Sneaky Turkey Meatballs
  • 1 pound ground turkey
  • 1 medium onion
  • 2 carrots
  • 1/2 cup parsley
  • 2 tsp olive oil
  • 1/2 cup rolled oats
  • 1 egg
  • 1/4 cup organic ketchup (organic ketchup will be free of high fructose corn syrup and contains more lycopene - double bonus!) 
  • 1 Tbsp Worcester sauce
  • 1/2 cup grated parmesan cheese
  • 1 tsp salt
  • 1/2 tsp pepper
  1. Preheat oven to 400 degrees 
  2. Add 1/2 cup of rolled oats to food processor and chop until finely powdered, then set aside
  3. Without bothering to clean the food processor, add in carrots, onion and parsley and process until finely chopped 
  4. Add vegetables to frying pan along with olive oil and saute until tender (~5 minutes)

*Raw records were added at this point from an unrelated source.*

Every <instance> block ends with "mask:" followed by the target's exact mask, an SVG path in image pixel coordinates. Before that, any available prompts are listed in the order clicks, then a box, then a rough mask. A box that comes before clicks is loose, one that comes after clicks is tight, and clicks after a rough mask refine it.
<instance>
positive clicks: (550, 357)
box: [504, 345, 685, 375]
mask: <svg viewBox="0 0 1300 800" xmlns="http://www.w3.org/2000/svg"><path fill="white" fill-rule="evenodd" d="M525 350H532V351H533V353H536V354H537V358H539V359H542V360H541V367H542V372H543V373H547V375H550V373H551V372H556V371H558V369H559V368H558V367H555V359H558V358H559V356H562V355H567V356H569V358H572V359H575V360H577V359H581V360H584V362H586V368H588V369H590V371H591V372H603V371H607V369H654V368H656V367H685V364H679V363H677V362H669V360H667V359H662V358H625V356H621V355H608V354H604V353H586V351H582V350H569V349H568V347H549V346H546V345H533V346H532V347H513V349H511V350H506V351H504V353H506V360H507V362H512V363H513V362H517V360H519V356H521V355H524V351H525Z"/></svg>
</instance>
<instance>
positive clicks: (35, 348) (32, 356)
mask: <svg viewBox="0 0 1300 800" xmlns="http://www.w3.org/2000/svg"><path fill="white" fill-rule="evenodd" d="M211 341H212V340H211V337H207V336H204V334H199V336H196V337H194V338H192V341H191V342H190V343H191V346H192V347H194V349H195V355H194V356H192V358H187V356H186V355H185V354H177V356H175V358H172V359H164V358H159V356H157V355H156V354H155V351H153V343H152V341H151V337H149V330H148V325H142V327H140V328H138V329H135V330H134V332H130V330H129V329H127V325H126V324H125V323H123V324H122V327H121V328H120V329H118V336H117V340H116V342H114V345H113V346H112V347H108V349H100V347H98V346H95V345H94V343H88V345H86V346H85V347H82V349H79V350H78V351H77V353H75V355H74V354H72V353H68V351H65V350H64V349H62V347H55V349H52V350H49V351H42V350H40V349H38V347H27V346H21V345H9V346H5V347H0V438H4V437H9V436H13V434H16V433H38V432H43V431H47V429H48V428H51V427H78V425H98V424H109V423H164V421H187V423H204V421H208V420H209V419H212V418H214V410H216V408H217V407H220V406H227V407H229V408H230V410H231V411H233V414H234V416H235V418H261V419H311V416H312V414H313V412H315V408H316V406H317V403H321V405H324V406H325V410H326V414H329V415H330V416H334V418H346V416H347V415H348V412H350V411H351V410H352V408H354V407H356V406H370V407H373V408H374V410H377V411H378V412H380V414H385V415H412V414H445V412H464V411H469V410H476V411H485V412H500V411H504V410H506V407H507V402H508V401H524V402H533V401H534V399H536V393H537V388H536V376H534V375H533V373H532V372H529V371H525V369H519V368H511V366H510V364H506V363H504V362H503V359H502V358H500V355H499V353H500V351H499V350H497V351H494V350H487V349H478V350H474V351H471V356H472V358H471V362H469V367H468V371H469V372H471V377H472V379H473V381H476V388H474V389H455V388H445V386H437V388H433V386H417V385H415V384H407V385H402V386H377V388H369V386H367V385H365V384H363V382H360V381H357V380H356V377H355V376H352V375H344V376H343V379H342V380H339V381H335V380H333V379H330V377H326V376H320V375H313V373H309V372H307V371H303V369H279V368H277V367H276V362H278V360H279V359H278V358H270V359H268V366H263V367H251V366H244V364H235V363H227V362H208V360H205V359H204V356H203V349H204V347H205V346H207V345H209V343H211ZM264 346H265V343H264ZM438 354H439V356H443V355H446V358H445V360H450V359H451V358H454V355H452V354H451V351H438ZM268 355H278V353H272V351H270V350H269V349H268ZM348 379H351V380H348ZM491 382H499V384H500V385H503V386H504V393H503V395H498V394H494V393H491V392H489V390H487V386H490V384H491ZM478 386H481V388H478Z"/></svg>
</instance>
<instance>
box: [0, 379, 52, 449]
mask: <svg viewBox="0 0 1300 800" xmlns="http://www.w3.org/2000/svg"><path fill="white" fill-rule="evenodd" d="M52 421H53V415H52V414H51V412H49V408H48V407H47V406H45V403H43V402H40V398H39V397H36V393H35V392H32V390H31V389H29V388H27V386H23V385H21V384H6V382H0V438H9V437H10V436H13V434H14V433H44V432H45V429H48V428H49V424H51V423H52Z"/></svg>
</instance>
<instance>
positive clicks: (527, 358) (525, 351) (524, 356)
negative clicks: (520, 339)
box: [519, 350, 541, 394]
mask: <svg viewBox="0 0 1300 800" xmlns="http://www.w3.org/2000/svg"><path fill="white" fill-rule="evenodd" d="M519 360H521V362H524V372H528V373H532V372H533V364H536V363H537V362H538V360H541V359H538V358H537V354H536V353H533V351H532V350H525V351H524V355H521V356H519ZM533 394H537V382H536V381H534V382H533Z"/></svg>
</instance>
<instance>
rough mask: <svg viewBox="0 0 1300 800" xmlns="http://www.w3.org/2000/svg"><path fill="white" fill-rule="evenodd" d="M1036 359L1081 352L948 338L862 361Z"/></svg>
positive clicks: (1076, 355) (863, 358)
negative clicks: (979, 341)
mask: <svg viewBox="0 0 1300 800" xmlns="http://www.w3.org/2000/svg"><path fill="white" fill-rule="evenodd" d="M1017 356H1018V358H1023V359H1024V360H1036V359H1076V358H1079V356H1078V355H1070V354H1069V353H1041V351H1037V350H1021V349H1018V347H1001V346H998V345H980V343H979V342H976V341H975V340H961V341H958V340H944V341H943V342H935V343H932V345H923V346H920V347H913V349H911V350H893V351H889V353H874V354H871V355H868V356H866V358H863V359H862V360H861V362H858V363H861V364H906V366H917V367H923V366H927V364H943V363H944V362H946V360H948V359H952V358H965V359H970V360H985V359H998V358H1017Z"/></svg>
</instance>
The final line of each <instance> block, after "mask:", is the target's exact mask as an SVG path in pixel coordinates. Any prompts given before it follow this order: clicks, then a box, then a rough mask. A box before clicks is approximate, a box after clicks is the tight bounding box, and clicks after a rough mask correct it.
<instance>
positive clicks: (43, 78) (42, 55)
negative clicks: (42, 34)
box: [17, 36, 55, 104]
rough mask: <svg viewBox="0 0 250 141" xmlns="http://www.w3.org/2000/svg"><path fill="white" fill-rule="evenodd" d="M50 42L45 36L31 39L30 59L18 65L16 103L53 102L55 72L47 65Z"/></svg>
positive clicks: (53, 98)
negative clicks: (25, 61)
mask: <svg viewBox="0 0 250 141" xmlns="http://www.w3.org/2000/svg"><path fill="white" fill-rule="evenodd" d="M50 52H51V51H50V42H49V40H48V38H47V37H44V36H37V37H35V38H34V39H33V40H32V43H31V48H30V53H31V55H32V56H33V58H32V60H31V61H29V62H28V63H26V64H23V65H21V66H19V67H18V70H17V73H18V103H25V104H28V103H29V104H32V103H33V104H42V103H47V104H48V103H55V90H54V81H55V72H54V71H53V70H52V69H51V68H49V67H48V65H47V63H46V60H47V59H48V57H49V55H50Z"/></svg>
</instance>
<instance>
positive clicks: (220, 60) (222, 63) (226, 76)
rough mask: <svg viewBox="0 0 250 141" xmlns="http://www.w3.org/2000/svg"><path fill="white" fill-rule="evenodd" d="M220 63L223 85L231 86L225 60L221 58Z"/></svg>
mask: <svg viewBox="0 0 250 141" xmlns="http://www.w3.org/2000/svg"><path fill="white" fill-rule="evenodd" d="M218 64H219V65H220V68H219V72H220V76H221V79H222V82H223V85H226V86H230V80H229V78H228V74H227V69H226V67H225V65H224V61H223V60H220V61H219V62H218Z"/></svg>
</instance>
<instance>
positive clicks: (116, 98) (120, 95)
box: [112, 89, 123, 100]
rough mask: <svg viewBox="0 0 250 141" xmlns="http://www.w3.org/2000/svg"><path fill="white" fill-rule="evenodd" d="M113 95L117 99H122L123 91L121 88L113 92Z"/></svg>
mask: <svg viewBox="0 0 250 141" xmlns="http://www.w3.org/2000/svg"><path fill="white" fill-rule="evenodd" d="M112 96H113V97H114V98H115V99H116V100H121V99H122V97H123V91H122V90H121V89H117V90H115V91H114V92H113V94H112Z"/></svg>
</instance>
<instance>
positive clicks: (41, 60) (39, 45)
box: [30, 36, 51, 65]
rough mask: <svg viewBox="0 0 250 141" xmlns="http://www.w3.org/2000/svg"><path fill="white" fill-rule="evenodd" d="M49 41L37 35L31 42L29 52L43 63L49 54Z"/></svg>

  5. Combine ground turkey, vegetables, egg, parmesan cheese, bread crumbs, ketchup, Worcester sauce, salt and pepper.
  6. Mix well with your hands.
  7. Shape into 1 1/2 inch balls and lay on a baking sheet
  8. Bake meatballs in the oven for 20 minutes or until cooked through

Kid reviews:

Mom, did you throw a lot of weirdness in these meatballs?
The taste is good and the texture is good! (yes, this was take 4 trying to get this recipe right)
There is no way you are getting me to eat those meatballs... wow these are so good!